La Iglesia sabe que, en el contexto de las democracias
pluralistas, es difícil realizar una eficaz defensa legal de la vida por la
presencia de fuertes corrientes culturales de diversa orientación. Sin embargo,
movida por la certeza de que la verdad moral encuentra un eco en la intimidad
de cada conciencia, anima a los políticos, comenzando por los cristianos, a no
resignarse y a adoptar aquellas decisiones que, teniendo en cuenta las
posibilidades concretas, lleven a restablecer un orden justo en la afirmación y
promoción del valor de la vida. En esta perspectiva, es necesario poner de
relieve que no basta con eliminar las leyes inicuas. Hay que eliminar las
causas que favorecen los atentados contra la vida, asegurando sobre todo el
apoyo debido a la familia y a la maternidad: la política familiar debe ser eje
y motor de todas las políticas sociales. Por tanto, es necesario promover iniciativas sociales y legislativas
capaces de garantizar condiciones de auténtica libertad en la decisión sobre la
paternidad y la maternidad; además, es necesario replantear las políticas
laborales, urbanísticas, de vivienda y de servicios para que se puedan
conciliar entre sí los horarios de trabajo y los de la familia, y sea
efectivamente posible la atención a los niños y a los ancianos.
91. La
problemática demográfica constituye hoy un capítulo importante de la
política sobre la vida. Las autoridades públicas tienen ciertamente la responsabilidad
de « intervenir para orientar la demografía de la población »; 114 pero
estas iniciativas deben siempre presuponer y respetar la responsabilidad
primaria e inalienable de los esposos y de las familias, y no pueden recurrir a
métodos no respetuosos de la persona y de sus derechos fundamentales,
comenzando por el derecho a la vida de todo ser humano inocente.
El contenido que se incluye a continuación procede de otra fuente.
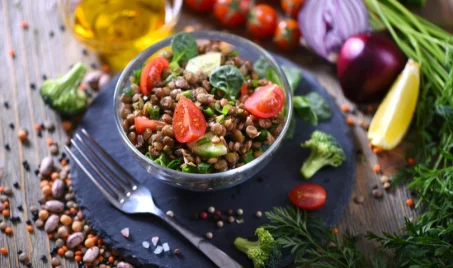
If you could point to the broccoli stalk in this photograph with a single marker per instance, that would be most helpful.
(63, 94)
(265, 253)
(324, 151)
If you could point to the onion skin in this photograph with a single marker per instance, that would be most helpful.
(367, 66)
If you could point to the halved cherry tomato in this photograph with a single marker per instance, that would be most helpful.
(151, 73)
(292, 7)
(266, 101)
(189, 123)
(141, 123)
(244, 90)
(287, 34)
(308, 196)
(200, 5)
(232, 13)
(262, 21)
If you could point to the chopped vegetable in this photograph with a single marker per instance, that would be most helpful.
(228, 79)
(324, 151)
(205, 63)
(308, 196)
(204, 147)
(63, 94)
(266, 102)
(189, 123)
(265, 252)
(327, 24)
(184, 47)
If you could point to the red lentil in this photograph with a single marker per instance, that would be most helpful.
(377, 168)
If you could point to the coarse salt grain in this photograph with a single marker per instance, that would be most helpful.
(154, 240)
(166, 247)
(125, 232)
(158, 250)
(145, 244)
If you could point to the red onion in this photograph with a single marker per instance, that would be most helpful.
(326, 24)
(367, 66)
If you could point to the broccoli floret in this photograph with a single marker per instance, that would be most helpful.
(265, 253)
(63, 94)
(324, 151)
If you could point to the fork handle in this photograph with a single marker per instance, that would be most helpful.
(220, 258)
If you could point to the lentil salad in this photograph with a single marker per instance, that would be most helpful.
(201, 108)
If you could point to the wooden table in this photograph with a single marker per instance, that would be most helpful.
(44, 49)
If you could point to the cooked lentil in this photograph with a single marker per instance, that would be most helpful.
(227, 120)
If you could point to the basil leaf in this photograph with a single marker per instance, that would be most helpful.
(319, 105)
(228, 79)
(136, 75)
(293, 75)
(204, 168)
(304, 110)
(261, 66)
(184, 47)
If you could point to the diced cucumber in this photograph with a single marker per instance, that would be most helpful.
(205, 63)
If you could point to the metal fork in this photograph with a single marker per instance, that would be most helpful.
(127, 195)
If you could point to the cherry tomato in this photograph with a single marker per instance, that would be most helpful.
(292, 7)
(151, 73)
(308, 196)
(262, 21)
(287, 34)
(200, 5)
(232, 13)
(189, 123)
(266, 101)
(244, 90)
(142, 123)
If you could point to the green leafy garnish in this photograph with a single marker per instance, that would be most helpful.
(184, 47)
(204, 168)
(304, 110)
(228, 79)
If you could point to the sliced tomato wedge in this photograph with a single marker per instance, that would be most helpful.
(151, 73)
(244, 90)
(266, 101)
(142, 123)
(189, 123)
(308, 196)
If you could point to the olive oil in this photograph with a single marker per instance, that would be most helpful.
(120, 29)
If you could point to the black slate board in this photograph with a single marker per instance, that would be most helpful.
(270, 188)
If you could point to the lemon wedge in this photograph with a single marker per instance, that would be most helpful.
(394, 115)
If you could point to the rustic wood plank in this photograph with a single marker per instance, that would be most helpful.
(38, 53)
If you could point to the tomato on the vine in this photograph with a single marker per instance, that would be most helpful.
(308, 196)
(189, 123)
(262, 21)
(266, 101)
(232, 13)
(200, 5)
(287, 34)
(151, 73)
(292, 7)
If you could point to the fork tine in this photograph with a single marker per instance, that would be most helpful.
(98, 172)
(93, 180)
(124, 173)
(104, 166)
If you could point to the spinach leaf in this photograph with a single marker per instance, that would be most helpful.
(261, 66)
(304, 110)
(319, 105)
(136, 74)
(293, 75)
(184, 47)
(228, 79)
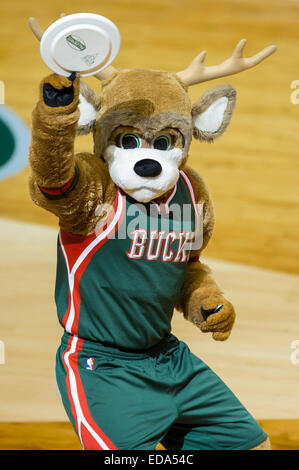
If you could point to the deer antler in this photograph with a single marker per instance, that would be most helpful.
(197, 72)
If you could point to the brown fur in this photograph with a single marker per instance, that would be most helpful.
(151, 101)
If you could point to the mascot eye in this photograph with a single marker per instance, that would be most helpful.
(130, 141)
(162, 142)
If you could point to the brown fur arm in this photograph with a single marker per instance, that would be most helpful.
(200, 289)
(53, 164)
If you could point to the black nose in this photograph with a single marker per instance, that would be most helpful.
(147, 167)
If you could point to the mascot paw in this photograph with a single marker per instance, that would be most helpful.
(60, 92)
(214, 315)
(220, 321)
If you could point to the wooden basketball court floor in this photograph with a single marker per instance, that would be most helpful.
(253, 174)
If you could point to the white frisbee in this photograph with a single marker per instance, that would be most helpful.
(83, 42)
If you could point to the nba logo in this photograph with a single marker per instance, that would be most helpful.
(90, 363)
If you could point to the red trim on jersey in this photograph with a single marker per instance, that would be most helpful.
(67, 381)
(186, 178)
(74, 250)
(87, 439)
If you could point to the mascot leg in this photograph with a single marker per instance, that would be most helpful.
(265, 445)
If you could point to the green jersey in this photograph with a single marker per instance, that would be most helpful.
(119, 285)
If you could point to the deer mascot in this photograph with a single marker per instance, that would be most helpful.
(126, 382)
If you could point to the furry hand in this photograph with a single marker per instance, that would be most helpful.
(219, 323)
(60, 94)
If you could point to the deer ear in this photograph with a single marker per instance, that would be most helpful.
(212, 112)
(89, 105)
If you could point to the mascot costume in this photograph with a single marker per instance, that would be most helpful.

Por tanto, es
moralmente inaceptable que, para regular la natalidad, se favorezca o se
imponga el uso de medios como la anticoncepción, la esterilización y el aborto.
Los caminos para resolver el problema demográfico son otros:
los Gobiernos y las distintas instituciones internacionales deben mirar ante
todo a la creación de las condiciones económicas, sociales, médico-sanitarias y
culturales que permitan a los esposos tomar sus opciones procreativas con plena
libertad y con verdadera responsabilidad; deben además esforzarse en « aumentar
los medios y distribuir con mayor justicia la riqueza para que todos puedan
participar equitativamente de los bienes de la creación. Hay que buscar
soluciones a nivel mundial, instaurando una verdadera economía de comunión y de participación de bienes, tanto en el
orden internacional como nacional ».115 Este es el único camino que
respeta la dignidad de las personas y de las familias, además de ser el
auténtico patrimonio cultural de los pueblos.
El servicio al Evangelio
de la vida es, pues, vasto y complejo. Se nos presenta cada vez más como un
ámbito privilegiado y favorable para una colaboración activa con los hermanos
de las otras Iglesias y Comunidades eclesiales, en la línea de aquel ecumenismo de las obras que el Concilio
Vaticano II autorizadamente impulsó. 116 Además, se presenta como
espacio providencial para el diálogo y la colaboración con los fieles de otras
religiones y con todos los hombres de buena voluntad: la defensa y la promoción de la vida no son monopolio de nadie, sino
deber y responsabilidad de todos. El desafío que tenemos ante nosotros, a las puertas del tercer milenio, es
arduo. Sólo la cooperación concorde de cuantos creen en el valor de la vida
podrá evitar una derrota de la civilización de consecuencias imprevisibles.